1. [En parlant d'une pers. ou de son caractère, de son comportement] a) [Quant aux biens matériels ou moraux] L'âpreté au gain : 6. Quelle âpreté les hommes mettent dans leurs intérêts du moment! Comme leurs prétentions leur paraissent importantes! Comme leur amour-propre s'agite! Comme ils attachent du prix à cette vie si passagère et si tôt oubliée! La conversation de ces hommes m'a suggéré d'autres réflexions encore sur l'arrogance de la propriété; mais je n'ai pas la force de les écrire; ...
Constant, Journaux intimes,1805, p. 217.
7. ... elle [Françoise] ne resterait pas plus longtemps dans cette clinique, c'en était fini de ce détachement paisible; elle avait retrouvé toute son âpreté au bonheur.
S. de Beauvoir, L'Invitée,1943, p. 218.
Rem. L'expr. âpreté au gain (cf. Ponson du Terrail, Rocambole, t. 2, Le Club des valets de cœur, 1859, p. 213), moins figée que l'expr. adj. corresp. âpre au gain, peut s'employer avec certaines var. âpreté de gain ou du gain (cf. Huysmans, À rebours, 1884, p. 286), pour le gain (cf. Delécluze, Journal, 1825, p. 80).
b) [Envers soi-même ou autrui] :
8. ... elle avait restreint la dépense de l'intérieur, resserré sa maison, sa vie, celle de son enfant, avec la plus extrême parcimonie d'une avarice maniaque, et qui, venant d'elle, surprenait Honorine, ne pouvant y trouver d'autre explication qu'un caprice de malade et ne sachant ce que devenait l'argent de Madame. Cette âpreté, cette dureté impitoyable contre elle-même et les autres ne faisait que croître.
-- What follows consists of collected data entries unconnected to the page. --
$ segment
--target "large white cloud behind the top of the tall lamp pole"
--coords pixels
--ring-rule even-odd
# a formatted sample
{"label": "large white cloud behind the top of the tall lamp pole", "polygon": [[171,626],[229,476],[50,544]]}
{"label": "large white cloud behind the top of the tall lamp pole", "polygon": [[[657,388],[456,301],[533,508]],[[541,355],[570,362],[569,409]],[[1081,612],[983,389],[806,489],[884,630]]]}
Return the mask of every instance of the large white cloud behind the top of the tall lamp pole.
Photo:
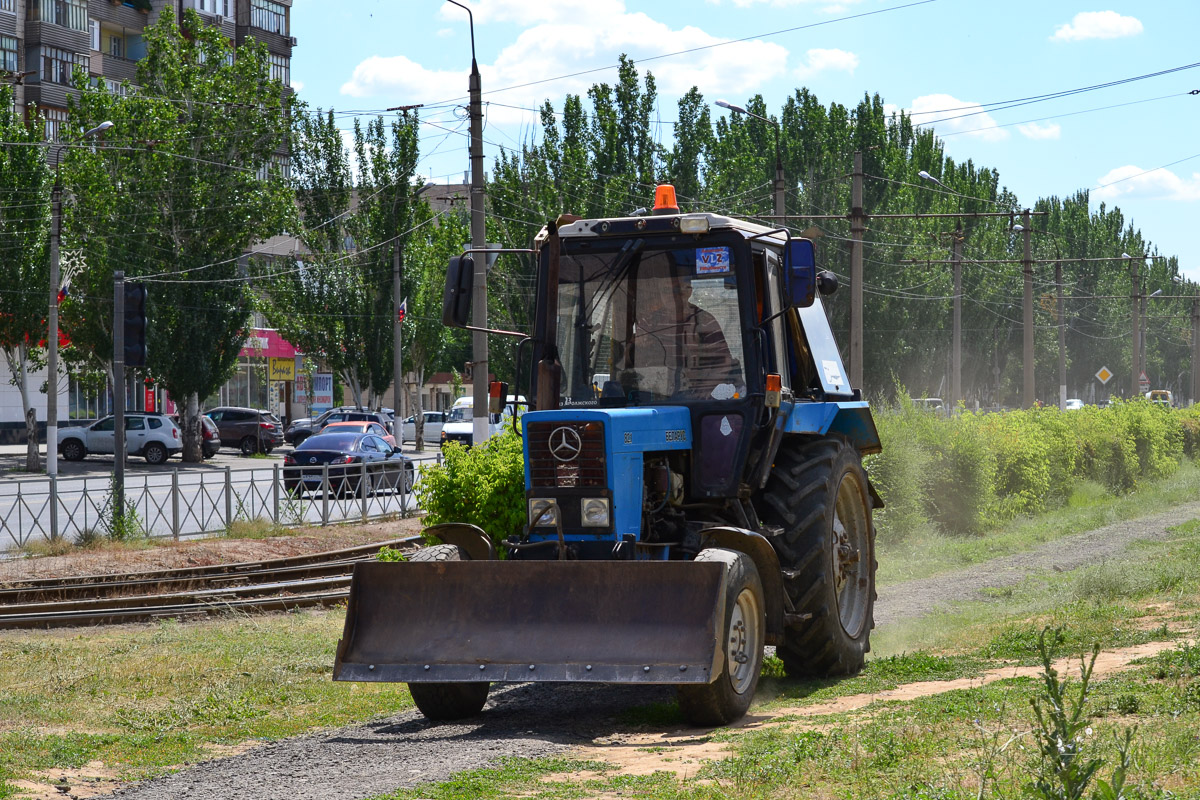
{"label": "large white cloud behind the top of the tall lamp pole", "polygon": [[[452,8],[449,4],[446,7]],[[614,65],[622,53],[636,62],[640,58],[689,52],[638,65],[638,72],[652,71],[659,91],[667,96],[682,95],[692,86],[712,97],[748,96],[784,74],[787,65],[787,49],[772,42],[700,49],[727,40],[691,25],[672,28],[643,12],[626,12],[620,0],[478,0],[472,7],[476,25],[482,19],[527,25],[492,64],[480,65],[485,92]],[[536,108],[547,97],[557,102],[568,92],[582,94],[594,83],[614,80],[616,70],[607,70],[493,95],[497,104],[488,109],[488,120],[528,120],[527,112],[502,108],[499,103]],[[467,71],[433,70],[404,55],[373,55],[354,68],[341,91],[350,97],[378,97],[389,104],[436,102],[466,95]]]}

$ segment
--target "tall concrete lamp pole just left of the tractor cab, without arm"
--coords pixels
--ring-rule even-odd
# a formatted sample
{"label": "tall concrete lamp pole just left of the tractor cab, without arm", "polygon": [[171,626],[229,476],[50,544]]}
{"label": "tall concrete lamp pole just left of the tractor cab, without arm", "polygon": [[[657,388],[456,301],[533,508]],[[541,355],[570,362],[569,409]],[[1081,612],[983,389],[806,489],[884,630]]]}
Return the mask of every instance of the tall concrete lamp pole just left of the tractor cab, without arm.
{"label": "tall concrete lamp pole just left of the tractor cab, without arm", "polygon": [[[487,221],[484,217],[484,104],[480,98],[479,65],[470,59],[470,246],[487,247]],[[487,327],[487,253],[475,253],[475,278],[472,296],[472,324]],[[475,331],[472,337],[472,402],[474,404],[472,441],[488,439],[487,426],[487,333]]]}

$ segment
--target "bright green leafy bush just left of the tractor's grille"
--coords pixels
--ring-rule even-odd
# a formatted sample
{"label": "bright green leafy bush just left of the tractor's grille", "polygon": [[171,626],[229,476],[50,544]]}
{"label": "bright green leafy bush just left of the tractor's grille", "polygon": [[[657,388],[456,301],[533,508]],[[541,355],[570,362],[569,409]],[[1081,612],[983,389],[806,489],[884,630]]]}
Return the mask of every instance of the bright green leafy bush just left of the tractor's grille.
{"label": "bright green leafy bush just left of the tractor's grille", "polygon": [[426,525],[467,522],[500,543],[526,523],[524,458],[521,437],[511,428],[486,445],[467,449],[457,443],[442,449],[444,463],[421,467],[416,499],[426,510]]}

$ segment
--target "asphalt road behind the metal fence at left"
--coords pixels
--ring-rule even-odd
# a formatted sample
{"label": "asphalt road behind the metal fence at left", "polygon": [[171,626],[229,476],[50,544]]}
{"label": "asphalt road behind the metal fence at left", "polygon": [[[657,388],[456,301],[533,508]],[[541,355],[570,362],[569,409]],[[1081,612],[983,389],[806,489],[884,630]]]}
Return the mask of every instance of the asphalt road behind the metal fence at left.
{"label": "asphalt road behind the metal fence at left", "polygon": [[[49,481],[17,471],[22,455],[5,447],[0,464],[0,551],[30,540],[49,539]],[[138,523],[151,536],[192,536],[215,533],[229,519],[271,518],[283,524],[340,522],[377,517],[415,509],[410,494],[380,488],[366,498],[306,493],[289,497],[277,479],[282,476],[283,455],[290,447],[266,457],[247,458],[223,450],[202,464],[187,464],[174,457],[151,467],[144,459],[126,462],[125,498]],[[404,455],[421,463],[437,458],[437,450]],[[59,461],[58,534],[74,540],[85,531],[104,531],[109,511],[114,459],[89,456],[82,462]],[[418,479],[420,480],[420,479]]]}

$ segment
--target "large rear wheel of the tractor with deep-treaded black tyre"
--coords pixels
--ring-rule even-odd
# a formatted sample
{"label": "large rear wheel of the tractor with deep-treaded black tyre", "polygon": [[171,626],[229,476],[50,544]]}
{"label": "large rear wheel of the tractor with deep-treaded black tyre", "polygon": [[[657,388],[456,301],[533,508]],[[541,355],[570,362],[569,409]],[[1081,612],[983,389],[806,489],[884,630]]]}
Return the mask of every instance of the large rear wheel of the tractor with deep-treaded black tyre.
{"label": "large rear wheel of the tractor with deep-treaded black tyre", "polygon": [[844,439],[785,441],[760,497],[793,609],[776,648],[791,676],[851,675],[875,627],[875,528],[863,462]]}

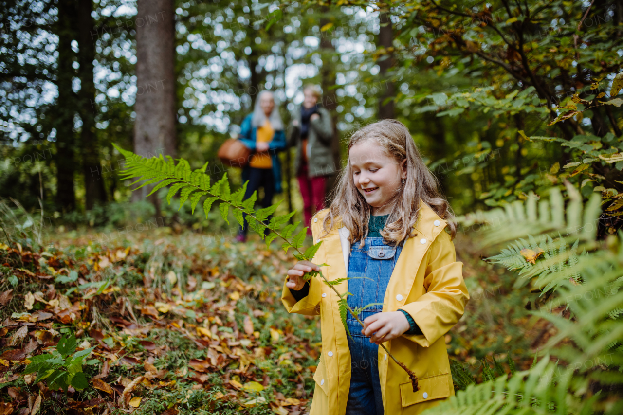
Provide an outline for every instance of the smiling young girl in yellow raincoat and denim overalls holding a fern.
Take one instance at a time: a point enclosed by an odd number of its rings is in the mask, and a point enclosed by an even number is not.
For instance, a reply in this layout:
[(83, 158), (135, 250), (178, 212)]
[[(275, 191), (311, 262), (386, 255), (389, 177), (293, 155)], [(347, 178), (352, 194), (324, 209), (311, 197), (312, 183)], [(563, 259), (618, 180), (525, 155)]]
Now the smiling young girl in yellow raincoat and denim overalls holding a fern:
[[(323, 244), (313, 261), (288, 270), (283, 285), (288, 312), (321, 316), (310, 415), (419, 414), (454, 395), (444, 335), (469, 295), (451, 219), (406, 126), (383, 120), (351, 136), (335, 199), (312, 220), (314, 242)], [(336, 293), (320, 277), (303, 280), (312, 270), (353, 278), (336, 285), (352, 293), (352, 309), (379, 303), (359, 315), (364, 327), (348, 315), (352, 338)], [(417, 374), (417, 392), (380, 343)]]

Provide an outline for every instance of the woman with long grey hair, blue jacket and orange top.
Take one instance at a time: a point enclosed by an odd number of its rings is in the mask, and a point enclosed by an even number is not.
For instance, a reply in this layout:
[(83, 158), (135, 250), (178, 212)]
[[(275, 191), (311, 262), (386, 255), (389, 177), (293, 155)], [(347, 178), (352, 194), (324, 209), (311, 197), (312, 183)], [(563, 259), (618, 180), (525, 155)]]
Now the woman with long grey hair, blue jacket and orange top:
[[(251, 150), (249, 164), (242, 169), (242, 182), (249, 181), (244, 199), (254, 191), (264, 188), (262, 207), (269, 207), (275, 193), (281, 193), (281, 165), (277, 151), (285, 148), (283, 122), (275, 108), (275, 97), (270, 91), (262, 91), (255, 101), (254, 112), (240, 126), (239, 140)], [(236, 241), (247, 240), (249, 225), (239, 228)]]

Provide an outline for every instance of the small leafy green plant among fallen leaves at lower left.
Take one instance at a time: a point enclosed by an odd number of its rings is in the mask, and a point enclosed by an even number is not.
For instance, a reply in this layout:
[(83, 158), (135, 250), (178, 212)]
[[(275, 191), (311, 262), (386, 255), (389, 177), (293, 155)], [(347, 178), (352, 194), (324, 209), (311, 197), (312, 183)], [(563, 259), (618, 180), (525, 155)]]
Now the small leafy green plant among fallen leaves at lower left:
[(95, 347), (85, 350), (76, 350), (76, 338), (72, 333), (70, 336), (62, 336), (55, 349), (49, 353), (33, 356), (24, 369), (24, 374), (37, 373), (34, 383), (47, 379), (48, 388), (53, 391), (64, 389), (67, 391), (69, 386), (74, 389), (82, 390), (87, 388), (88, 381), (82, 372), (82, 361), (91, 353)]

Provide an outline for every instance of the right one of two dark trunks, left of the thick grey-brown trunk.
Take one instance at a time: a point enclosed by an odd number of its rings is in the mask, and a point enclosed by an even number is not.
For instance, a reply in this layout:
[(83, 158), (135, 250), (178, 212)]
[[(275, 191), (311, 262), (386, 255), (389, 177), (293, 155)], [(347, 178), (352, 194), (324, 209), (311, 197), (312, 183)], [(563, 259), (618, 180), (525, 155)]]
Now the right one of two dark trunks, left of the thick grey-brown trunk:
[(95, 60), (95, 39), (97, 31), (91, 12), (93, 11), (92, 0), (78, 1), (78, 63), (80, 64), (80, 92), (78, 100), (80, 105), (80, 118), (82, 118), (82, 173), (84, 174), (85, 207), (93, 209), (96, 202), (106, 202), (106, 191), (102, 178), (100, 165), (100, 151), (95, 135), (95, 83), (93, 82), (93, 60)]

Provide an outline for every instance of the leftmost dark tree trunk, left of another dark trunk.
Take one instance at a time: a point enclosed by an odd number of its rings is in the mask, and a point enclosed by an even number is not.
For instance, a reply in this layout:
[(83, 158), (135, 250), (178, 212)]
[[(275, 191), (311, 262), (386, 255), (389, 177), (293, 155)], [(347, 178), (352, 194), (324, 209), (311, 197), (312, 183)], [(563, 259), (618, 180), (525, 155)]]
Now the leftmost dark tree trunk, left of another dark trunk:
[(56, 24), (56, 34), (59, 36), (58, 66), (56, 85), (59, 88), (57, 98), (54, 128), (56, 129), (56, 198), (57, 208), (68, 212), (75, 209), (76, 198), (74, 191), (74, 114), (76, 110), (74, 91), (72, 90), (72, 78), (75, 71), (74, 51), (72, 40), (74, 31), (72, 21), (75, 19), (74, 2), (71, 0), (59, 0), (59, 20)]

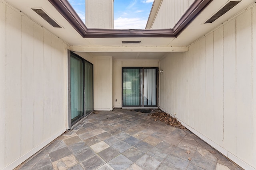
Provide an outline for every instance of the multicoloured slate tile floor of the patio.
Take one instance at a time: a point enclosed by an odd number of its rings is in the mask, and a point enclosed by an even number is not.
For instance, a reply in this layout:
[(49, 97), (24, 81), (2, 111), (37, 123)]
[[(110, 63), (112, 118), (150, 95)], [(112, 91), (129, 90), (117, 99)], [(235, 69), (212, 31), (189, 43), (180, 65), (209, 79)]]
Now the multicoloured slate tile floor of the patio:
[(240, 170), (190, 131), (148, 114), (92, 113), (20, 170)]

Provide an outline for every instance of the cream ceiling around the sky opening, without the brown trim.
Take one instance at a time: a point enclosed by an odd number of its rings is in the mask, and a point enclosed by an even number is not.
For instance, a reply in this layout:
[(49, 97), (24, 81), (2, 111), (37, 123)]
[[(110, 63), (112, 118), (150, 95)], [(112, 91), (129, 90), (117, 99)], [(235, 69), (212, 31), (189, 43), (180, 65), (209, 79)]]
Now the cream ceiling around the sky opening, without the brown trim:
[[(218, 18), (213, 23), (204, 24), (208, 18), (220, 10), (230, 0), (213, 0), (213, 2), (194, 20), (177, 38), (87, 38), (81, 35), (66, 21), (66, 19), (48, 2), (48, 0), (5, 0), (13, 7), (22, 11), (32, 20), (42, 25), (54, 35), (63, 39), (73, 49), (84, 49), (92, 56), (113, 56), (114, 59), (160, 59), (163, 55), (173, 51), (186, 51), (184, 48), (193, 41), (208, 33), (232, 16), (238, 14), (246, 7), (253, 4), (255, 0), (242, 0), (238, 5)], [(31, 8), (42, 8), (62, 28), (54, 28)], [(141, 41), (140, 44), (122, 44), (122, 41)], [(97, 46), (99, 48), (97, 48)], [(76, 48), (77, 47), (77, 48)], [(88, 47), (93, 47), (92, 51)], [(102, 51), (102, 47), (112, 49), (111, 52)], [(109, 48), (108, 48), (109, 47)], [(124, 48), (128, 47), (128, 48)], [(162, 48), (160, 48), (162, 47)], [(174, 50), (175, 47), (177, 50)], [(132, 52), (132, 49), (137, 52)], [(164, 48), (164, 50), (162, 50)], [(97, 51), (98, 49), (98, 51)], [(116, 51), (115, 51), (116, 49)], [(127, 50), (126, 50), (127, 49)], [(155, 51), (155, 52), (149, 52)], [(80, 52), (82, 52), (80, 50)]]

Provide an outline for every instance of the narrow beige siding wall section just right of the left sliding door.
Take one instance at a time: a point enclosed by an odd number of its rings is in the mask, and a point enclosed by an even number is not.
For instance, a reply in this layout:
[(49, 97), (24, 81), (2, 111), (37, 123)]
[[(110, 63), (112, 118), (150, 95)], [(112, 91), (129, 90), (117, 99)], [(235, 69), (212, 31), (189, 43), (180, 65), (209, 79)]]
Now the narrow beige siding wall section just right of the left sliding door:
[(94, 110), (110, 111), (112, 105), (112, 57), (95, 57)]

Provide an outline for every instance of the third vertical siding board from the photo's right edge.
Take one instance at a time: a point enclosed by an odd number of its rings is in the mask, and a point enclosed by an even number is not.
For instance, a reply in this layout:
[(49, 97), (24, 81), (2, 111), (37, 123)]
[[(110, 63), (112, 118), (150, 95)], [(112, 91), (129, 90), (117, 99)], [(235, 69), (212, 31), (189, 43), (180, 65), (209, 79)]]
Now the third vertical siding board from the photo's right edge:
[(236, 20), (224, 25), (224, 148), (236, 154)]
E. et J. de Goncourt, MmeGervaisais,1869, p. 283.
2. [En parlant d'une manière d'agir, de sentir ou de s'exprimer] L'âpreté d'un parti-pris; l'âpreté du ton : 9. ... elle [l'œuvre de Jean de Meung] a beau n'être, du point de vue de l'art, que fatras et pot pourri, elle n'en est pas moins le produit d'une verve agile, qui surprend non seulement par la vigueur d'un style énergique jusqu'à l'âpreté, roulant avec impétuosité sur un fond rocailleux des formules dures comme des blocs, mais aussi, quand on tient compte des temps, par la hardiesse inattendue des idées.
Faral, La Vie quotidienne au temps de st Louis,1942, p. 245.
PARAD. 1. (Quasi-) synon. acharnement, âcreté, acrimonie, agressivité, ardeur, austérité, brutalité, cruauté, crudité, cupidité, énergie, fanatisme, férocité, fureur, injure, intransigeance, méchanceté, opiniâtreté, persévérance, persistance, rigueur, sauvagerie, ténacité, véhémence, voracité. 2. Anton. amabilité, aménité, apaisement, bienveillance, bonhomie, calme, charme, civilité, clémence, cordialité, courtoisie, désintéressement, douceur, fadeur, gentillesse, grâce, langueur, mollesse, sérénité, tendresse.
Rem. 1. Âpreté s'emploie rarement à la forme plur. − qui tend à lui redonner une valeur concr. : il désigne alors moins une qualité que la manifestation extérieure de cette qualité; ainsi, au sens propre, il devient synon. de aspérité (cf. les âpretés de ces ravins [Hugo, La Légende des siècles, Le Petit roi de Galice, t. 1, 1859, p. 282]) et au sens fig., il peut désigner des manifestations de violence (cf. Barrès, Mes cahiers, t. 3, 1904, p. 232 : ,,que je m'explique certaines âpretés. Mon rire devant les duretés de la vie. On m'accuse de cruauté``). 2. On rencontre dans la docum. le néol. âpreur, subst. fém., synon. de âpreté (cf. Cendrars, Bourlinguer, 1948, p. 341) : ,,[une] fumée (...) dont l'âpreur vous raclait la gorge ...``). − Âpreur a pu s'employer aussi à propos d'un fruit (cf. J. Humbert, Nouv. gloss. genevois, 1852, p. 22).